Masvingo - Zimbabwe’s Council of Chiefs has ordered traditional leaders in rural Chiredzi South constituency to deny state-supplied food aid to opposition supporters, council president Fortune Charumbira said on Monday. Chiredzi is due to hold a by-election on February 17 to replace former Zanu PF legislator Aaron Baloyi who died last year. Charumbira said in addition to denying food to opposition supporters - who he described as the enemy – chiefs had also been instructed to campaign for Zanu PF, adding that the traditional leaders should know "which side their bread is buttered". "We have advised all chiefs in Chiredzi south to campaign for the ruling party,’ said Charumbira. "We have also ordered them that they should consider only Zanu PF supporters on programmes initiated by the government (including food aid). We cannot afford to continue feeding the enemy because they are sellouts," he added, virtually confirming the use of food aid as a political weapon to coerce villagers to support the governing party.

Traditional leaders hold largely ceremonial powers but wield immense influence in rural areas where President Robert Mugabe and Zanu PF draw most of their support. The opposition, human rights and pro-democracy groups accuse chiefs of using their positions to intimidate their subjects to back Mugabe’s party, a charge they have until now denied. Zanu PF and the government deny refusing food to opposition supporters and insist it is their policies alone that have won them support in rural areas.
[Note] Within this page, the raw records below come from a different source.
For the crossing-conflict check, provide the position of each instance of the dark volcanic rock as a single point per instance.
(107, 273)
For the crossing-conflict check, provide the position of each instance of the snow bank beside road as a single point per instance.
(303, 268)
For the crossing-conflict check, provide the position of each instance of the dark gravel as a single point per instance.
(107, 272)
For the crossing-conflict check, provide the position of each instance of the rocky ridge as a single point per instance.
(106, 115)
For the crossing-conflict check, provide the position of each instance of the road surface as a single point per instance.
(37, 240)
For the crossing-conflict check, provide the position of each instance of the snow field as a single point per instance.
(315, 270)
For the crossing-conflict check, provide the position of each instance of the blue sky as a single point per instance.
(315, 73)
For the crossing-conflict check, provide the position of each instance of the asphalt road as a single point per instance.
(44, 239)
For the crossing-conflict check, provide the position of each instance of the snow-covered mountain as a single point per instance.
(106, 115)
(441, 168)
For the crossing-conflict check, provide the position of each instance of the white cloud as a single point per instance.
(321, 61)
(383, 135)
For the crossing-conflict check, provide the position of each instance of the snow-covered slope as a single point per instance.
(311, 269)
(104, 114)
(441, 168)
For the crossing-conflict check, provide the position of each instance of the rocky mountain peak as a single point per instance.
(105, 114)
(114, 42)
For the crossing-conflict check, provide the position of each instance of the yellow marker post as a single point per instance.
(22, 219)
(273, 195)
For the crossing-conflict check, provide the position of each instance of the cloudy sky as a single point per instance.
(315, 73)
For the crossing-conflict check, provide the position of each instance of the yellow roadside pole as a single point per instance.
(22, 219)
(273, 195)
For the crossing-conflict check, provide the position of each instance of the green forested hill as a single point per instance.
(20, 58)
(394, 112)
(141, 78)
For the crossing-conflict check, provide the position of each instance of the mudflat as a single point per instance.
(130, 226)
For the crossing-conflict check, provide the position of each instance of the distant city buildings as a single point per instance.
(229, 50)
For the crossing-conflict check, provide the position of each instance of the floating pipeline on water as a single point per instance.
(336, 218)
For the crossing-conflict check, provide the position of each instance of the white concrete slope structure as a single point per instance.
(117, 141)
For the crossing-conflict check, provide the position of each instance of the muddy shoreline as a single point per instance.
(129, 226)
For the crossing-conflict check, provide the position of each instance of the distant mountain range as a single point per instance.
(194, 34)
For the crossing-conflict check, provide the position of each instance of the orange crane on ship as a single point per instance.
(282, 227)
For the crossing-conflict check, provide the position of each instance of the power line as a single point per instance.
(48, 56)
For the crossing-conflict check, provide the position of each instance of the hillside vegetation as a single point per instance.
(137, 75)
A Zanu PF stalwart in Masvingo province, under which Chiredzi falls, Dzikamai Mavhaire, said anyone caught politicising food aid, should be arrested by the police. "It is not government policy and will never be our policy. All people in need of food aid should be given food despite their political affiliation. Anyone politicising food aid should be reported to the police and he should be arrested," said Mavhaire, who is also a Senator of the ruling party and a member of its inner politburo cabinet.

But villagers from Chiredzi and opposition officials said chiefs were ordering supporters of the Movement for Democratic Change (MDC) and the United People’s Party (UPP) to denounce their parties first before they could get food aid. For example, Patrick Malaba, a villager from Sangwe area in Chiredzi, said his local chief had told him that he was not going to get food from a Zanu PF-led government because he supported the UPP. Malaba said: "I am a supporter of UPP and the chief has since advised me not to expect free food from a Zanu PF-led government. I was denied food on several times the reason being that I support an opposition political party." An MDC official in Masvingo, Elson Chauke said the by-election will not be free and fair because opposition supporters were being coerced to back Zanu PF in return for food. "This is electoral fraud. Why are they denying our supporters food aid? It is clear that the elections will never be free and fair" said Chauke. Immaculate Makondo and Nehemiah Zenamwe from the two MDC factions, Callisto Gwanetsa of Zanu PF and Savious Chauke will battle it out in the poll, whose result – which ever way it goes - will not alter much the balance of power in both Houses of Parliament where the ruling party has absolute majority.